In closing, Paretsky said, "I think of Patrick Henry's cry to the Burgesses, 'Is life so dear, or peace so sweet, to be purchased at the price of chains and slavery?' and William Lloyd Garrison's cry to slavery forces, 'I am in earnest. I will not equivocate; I will not excuse; I will not retreat a single inch; and I will be heard.' I don't want ever to face the choice the U.S. Congress gave Dashiell Hammett: choose between prison and betraying my friends. I don't want to be pilloried in the papers, as my parents were, or have my books blacklisted. But even more, I hope if I am put to the test for my beliefs, I will be strong enough to stand with our true patriots, with Patrick Henry and William Lloyd Garrison, with Dashiell Hammett -- and my parents."
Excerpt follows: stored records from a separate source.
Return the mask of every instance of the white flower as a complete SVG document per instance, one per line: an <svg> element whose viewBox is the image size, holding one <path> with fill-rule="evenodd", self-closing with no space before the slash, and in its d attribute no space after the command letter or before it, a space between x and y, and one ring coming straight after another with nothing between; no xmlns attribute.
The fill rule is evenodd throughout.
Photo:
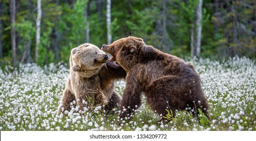
<svg viewBox="0 0 256 141"><path fill-rule="evenodd" d="M156 129L156 126L155 125L152 125L151 126L149 126L149 130L150 131L155 131Z"/></svg>
<svg viewBox="0 0 256 141"><path fill-rule="evenodd" d="M93 123L92 121L89 122L88 125L90 126L92 126L93 125Z"/></svg>

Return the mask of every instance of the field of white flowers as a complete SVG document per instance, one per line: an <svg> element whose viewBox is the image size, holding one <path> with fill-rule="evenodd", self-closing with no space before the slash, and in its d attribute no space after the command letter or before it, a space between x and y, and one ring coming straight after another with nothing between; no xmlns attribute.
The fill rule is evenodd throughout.
<svg viewBox="0 0 256 141"><path fill-rule="evenodd" d="M210 106L211 122L200 124L178 112L169 123L155 124L159 116L145 102L131 120L116 124L118 111L105 114L100 107L80 115L74 108L56 114L69 69L59 63L35 64L0 69L0 130L256 130L256 63L245 57L194 62ZM116 82L120 95L125 82Z"/></svg>

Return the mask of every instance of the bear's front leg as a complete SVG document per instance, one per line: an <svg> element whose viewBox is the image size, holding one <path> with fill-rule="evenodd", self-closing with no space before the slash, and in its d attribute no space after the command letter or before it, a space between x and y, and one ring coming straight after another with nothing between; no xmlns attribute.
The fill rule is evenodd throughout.
<svg viewBox="0 0 256 141"><path fill-rule="evenodd" d="M107 113L113 113L113 109L118 107L120 100L121 98L119 95L115 91L113 91L111 99L105 107L104 110Z"/></svg>
<svg viewBox="0 0 256 141"><path fill-rule="evenodd" d="M76 96L77 104L79 106L79 111L84 110L84 108L93 107L95 104L95 94L94 93L80 93Z"/></svg>
<svg viewBox="0 0 256 141"><path fill-rule="evenodd" d="M70 103L74 100L76 100L76 98L74 94L68 90L65 90L60 100L62 104L61 105L59 106L57 114L59 115L61 112L64 112L66 110L70 111L71 109ZM63 111L61 110L62 107L63 108Z"/></svg>
<svg viewBox="0 0 256 141"><path fill-rule="evenodd" d="M140 107L141 104L141 95L142 89L140 83L136 80L135 77L127 77L126 88L123 93L122 100L120 102L119 115L120 120L125 117L131 117L132 113ZM121 122L119 121L119 123Z"/></svg>
<svg viewBox="0 0 256 141"><path fill-rule="evenodd" d="M114 79L125 78L126 75L125 70L121 65L115 63L114 62L110 61L106 63L108 68L108 73L105 75L108 75L108 78Z"/></svg>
On Paretsky's Web site, www.saraparetsky.com, there is a longer essay entitled "Truth, Lies, and Duct Tape" in which she elaborates on the loss of privacy and infringement of civil rights granted the government by the Patriot Act. Writing about such threats to civil liberty, Paretsky concludes, "I often feel these days that I’m walking under a toxic cloud, not of germs or radiation, but of lies. When the government says, we will fight AIDS in Africa, but says no one can distribute or even mention condoms, I know I’m in the world of 1984. When the government tells me there’s a code orange alert, to wrap myself in duct tape and plastic, but go shopping, because it’s good for the economy, I become just about speechless from the disconnect between truth, lies -- and well, duct tape."